The garden was a gift to London from the city of Kyoto, as a commemoration of the friendship between Great Britain and Japan. In 2012 the Fukushima Garden was opened, a gift from the Embassy of Japan as a thanks for the support of the British people following the disaster that took place there in 2011.
As is typical of a Japanese garden a great deal of care went into to choosing the trees and plants, with seasonality at the forefront. This means that no matter when you are visiting there will be beautiful flowers or leaves, for example cherry blossom in spring or red leaves in autumn.
The Kyoto garden is a tranquil and calming space, although it can get very busy in summer and at the weekends. There is a waterfall flowing into a koi filled pond, with a stepping stone like bridge. There are also plenty of stone lanterns around, and if you’re lucky you might encounter a peacock.
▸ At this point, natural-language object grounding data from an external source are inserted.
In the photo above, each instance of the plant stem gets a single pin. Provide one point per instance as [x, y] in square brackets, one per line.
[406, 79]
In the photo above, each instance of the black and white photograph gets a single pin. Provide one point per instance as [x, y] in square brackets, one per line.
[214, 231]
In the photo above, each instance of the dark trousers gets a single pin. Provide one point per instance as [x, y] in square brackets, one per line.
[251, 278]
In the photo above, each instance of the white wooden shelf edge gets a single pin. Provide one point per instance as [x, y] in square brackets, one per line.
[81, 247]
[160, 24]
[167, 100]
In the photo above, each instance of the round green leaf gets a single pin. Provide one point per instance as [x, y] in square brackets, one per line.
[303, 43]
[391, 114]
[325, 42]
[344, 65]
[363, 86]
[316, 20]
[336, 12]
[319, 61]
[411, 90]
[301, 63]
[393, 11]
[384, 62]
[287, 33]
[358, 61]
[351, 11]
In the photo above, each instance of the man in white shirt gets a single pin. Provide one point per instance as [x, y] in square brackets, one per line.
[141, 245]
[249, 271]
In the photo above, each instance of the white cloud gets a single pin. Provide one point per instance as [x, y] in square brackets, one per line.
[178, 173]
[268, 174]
I was lucky that the garden was pretty empty when I was there, so I sat on a bench for a bit to enjoy the atmosphere. I then wandered around holland park and encountered the most spectacular tree simply bursting with blossom. From Holland Park I made my way to High Street Ken and went to see the ‘Art Deco Style’ window installation by Fiona Grady, one of our HARU artists. The geometric pattern of this installation was very reminiscent of that of the ‘London Style’ piece at the Nishura Showroom, but with shades of blue and green, rather that the bright pinks and purples at Nishura HQ.
I’ll definitely be returning to Holland Park soon to catch the blossom. It’s something that makes spring so special and the abundance of blossoming trees in London makes walking in the city so much more colourful.